I’m uncomfortable with her husband’s objectification of her, and his dismissal of her individuality, growth, and personhood. I’m uncomfortable with a patriarchal society that reduces women to their physical appearance, and their purpose to serving men and their needs. I’m uncomfortable with a world that only offers men the ability to grow as individuals, provide financially for themselves, and understand the world and their place in it. I’m uncomfortable with a society that only expects them to be mothers and wives and expects them to always comply without receiving any respect.

This is an amazing play.
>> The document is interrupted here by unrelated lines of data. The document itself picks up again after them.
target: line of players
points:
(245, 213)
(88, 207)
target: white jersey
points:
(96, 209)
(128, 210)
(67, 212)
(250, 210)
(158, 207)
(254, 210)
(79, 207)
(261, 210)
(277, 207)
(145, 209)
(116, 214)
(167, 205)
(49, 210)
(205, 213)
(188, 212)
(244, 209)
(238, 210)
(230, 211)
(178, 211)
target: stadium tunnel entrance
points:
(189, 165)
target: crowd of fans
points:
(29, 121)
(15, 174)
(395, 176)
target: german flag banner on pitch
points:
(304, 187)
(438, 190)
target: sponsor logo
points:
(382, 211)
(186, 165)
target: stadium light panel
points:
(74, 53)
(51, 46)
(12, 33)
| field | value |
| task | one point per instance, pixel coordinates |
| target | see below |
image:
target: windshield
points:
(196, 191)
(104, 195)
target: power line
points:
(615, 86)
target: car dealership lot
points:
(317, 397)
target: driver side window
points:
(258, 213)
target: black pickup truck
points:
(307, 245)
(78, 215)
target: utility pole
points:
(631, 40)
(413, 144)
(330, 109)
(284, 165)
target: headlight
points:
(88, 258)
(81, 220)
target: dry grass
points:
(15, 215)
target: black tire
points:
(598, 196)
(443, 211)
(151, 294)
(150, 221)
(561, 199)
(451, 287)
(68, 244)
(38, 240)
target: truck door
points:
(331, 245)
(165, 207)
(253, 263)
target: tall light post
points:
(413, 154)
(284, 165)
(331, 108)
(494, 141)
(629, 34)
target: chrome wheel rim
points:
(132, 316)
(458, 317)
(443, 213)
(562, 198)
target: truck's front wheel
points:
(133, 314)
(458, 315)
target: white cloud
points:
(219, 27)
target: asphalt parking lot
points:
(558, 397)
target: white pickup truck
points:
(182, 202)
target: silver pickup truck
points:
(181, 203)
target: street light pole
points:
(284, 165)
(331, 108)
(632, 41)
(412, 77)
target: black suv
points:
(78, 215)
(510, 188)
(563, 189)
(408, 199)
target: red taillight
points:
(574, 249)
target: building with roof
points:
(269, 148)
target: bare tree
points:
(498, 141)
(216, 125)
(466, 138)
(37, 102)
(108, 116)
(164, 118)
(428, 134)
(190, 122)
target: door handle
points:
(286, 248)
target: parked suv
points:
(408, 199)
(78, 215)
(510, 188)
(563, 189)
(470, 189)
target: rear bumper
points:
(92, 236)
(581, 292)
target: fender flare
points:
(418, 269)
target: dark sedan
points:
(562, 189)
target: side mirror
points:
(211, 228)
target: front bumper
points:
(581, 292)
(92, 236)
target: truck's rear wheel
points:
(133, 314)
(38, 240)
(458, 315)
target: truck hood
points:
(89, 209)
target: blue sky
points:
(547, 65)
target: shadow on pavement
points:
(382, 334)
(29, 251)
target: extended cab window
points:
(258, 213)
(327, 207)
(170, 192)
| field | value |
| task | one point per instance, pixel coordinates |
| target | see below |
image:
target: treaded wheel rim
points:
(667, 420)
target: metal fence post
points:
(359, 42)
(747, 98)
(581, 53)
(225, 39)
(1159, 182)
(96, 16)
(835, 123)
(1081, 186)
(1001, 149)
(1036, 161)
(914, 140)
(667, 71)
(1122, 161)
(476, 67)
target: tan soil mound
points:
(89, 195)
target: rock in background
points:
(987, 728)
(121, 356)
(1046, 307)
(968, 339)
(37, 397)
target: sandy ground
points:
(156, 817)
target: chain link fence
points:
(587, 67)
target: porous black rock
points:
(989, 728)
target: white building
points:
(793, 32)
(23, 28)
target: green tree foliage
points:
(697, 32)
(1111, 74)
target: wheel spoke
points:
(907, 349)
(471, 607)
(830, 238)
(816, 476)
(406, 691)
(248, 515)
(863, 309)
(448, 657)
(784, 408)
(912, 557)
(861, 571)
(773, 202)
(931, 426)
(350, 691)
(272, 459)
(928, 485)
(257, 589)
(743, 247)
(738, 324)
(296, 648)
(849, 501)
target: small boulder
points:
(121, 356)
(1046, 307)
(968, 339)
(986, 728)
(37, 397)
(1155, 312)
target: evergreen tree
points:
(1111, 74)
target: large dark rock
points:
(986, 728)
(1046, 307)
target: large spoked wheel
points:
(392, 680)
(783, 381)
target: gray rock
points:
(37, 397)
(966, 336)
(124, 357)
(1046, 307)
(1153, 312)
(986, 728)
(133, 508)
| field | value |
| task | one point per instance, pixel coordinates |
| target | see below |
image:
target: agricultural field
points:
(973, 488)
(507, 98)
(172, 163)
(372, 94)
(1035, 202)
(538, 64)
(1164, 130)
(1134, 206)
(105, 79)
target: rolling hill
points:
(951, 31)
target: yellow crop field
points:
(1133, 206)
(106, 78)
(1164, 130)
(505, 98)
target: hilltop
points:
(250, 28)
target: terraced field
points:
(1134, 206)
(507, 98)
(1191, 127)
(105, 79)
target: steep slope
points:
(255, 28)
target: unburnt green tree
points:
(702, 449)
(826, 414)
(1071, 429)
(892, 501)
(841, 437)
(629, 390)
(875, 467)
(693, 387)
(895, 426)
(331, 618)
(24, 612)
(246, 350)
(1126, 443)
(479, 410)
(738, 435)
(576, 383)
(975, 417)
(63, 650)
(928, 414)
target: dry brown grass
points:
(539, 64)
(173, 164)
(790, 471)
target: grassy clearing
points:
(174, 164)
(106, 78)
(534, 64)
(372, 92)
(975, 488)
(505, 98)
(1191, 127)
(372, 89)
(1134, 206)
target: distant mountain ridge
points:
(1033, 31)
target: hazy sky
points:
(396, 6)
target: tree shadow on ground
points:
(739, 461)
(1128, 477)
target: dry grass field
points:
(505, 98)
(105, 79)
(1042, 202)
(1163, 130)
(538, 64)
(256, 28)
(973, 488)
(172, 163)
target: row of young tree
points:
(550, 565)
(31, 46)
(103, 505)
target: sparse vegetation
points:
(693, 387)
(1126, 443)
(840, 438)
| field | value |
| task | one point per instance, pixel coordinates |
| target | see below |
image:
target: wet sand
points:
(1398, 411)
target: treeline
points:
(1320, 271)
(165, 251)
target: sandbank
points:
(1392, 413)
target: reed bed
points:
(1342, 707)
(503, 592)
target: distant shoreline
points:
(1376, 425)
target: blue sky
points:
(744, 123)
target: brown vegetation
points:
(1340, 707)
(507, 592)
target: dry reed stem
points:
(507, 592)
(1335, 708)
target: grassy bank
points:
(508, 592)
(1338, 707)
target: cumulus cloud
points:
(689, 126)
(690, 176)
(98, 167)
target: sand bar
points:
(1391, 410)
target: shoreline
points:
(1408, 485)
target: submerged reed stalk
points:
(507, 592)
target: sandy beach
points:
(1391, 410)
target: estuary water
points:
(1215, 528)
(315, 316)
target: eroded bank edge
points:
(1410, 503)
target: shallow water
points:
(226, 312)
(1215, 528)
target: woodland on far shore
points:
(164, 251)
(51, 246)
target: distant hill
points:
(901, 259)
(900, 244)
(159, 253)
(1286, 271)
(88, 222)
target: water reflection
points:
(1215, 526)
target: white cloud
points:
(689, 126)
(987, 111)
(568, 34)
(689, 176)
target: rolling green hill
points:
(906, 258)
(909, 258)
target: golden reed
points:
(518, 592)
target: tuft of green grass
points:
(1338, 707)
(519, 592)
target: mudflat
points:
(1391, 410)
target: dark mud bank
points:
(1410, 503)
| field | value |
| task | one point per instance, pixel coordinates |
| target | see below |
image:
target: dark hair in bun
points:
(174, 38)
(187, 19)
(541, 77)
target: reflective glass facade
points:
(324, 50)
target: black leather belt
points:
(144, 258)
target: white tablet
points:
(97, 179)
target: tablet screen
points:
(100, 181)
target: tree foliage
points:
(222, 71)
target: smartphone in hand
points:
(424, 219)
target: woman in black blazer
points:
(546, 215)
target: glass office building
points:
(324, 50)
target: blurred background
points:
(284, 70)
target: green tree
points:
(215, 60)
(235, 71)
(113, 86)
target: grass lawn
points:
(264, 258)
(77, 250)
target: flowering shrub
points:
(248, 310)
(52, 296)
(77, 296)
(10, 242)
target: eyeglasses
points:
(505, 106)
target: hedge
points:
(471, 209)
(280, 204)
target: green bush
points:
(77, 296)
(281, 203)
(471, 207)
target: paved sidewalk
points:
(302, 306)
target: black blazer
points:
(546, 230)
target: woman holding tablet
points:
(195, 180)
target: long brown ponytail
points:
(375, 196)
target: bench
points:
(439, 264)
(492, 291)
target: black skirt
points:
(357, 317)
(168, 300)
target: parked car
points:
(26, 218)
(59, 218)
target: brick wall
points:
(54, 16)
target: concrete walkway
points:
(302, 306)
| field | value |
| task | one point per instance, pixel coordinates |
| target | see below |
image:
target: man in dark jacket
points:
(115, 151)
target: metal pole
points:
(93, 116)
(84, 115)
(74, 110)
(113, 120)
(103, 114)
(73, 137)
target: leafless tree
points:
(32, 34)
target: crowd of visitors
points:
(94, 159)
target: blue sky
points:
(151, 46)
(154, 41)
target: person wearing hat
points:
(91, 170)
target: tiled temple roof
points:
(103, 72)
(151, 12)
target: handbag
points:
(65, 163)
The dialogue is great and it is full of emotional depth. Henrik Ibsen is the father of modern drama for a reason, and I’m glad I saw his work in person.

Today, the message is still relevant and it is important to remember. A Doll’s House inspires empathy, for Nora, Dr. Rank, Mrs. Kristie, and Torvald. It reminds us of the necessity understanding each other and realizing that our view of the world is not universal and that just because we are happy with the way things are doesn’t mean they are right. We understand Torvald’s position without defending him. Maybe we even see ourselves in his viewpoint, in his complacency, in his unwillingness to listen.

Perhaps most importantly, Nora express that she is not happy with the male-dominated society, her expected role in it, and the man that she’s supposed to love. I don’t expect Nora to be perfect, and I appreciate her watching the play and really listening to what she says, we give her the same right that everyone deserves, the right that her husband and society deny her. The right to make choices, to think for herself, to share a different perspective, and ultimately, the right to be human.

I think, that is why I’m glad to have seen this play and to see A Doll’s House and Henrik Ibsen on the Crawford windows.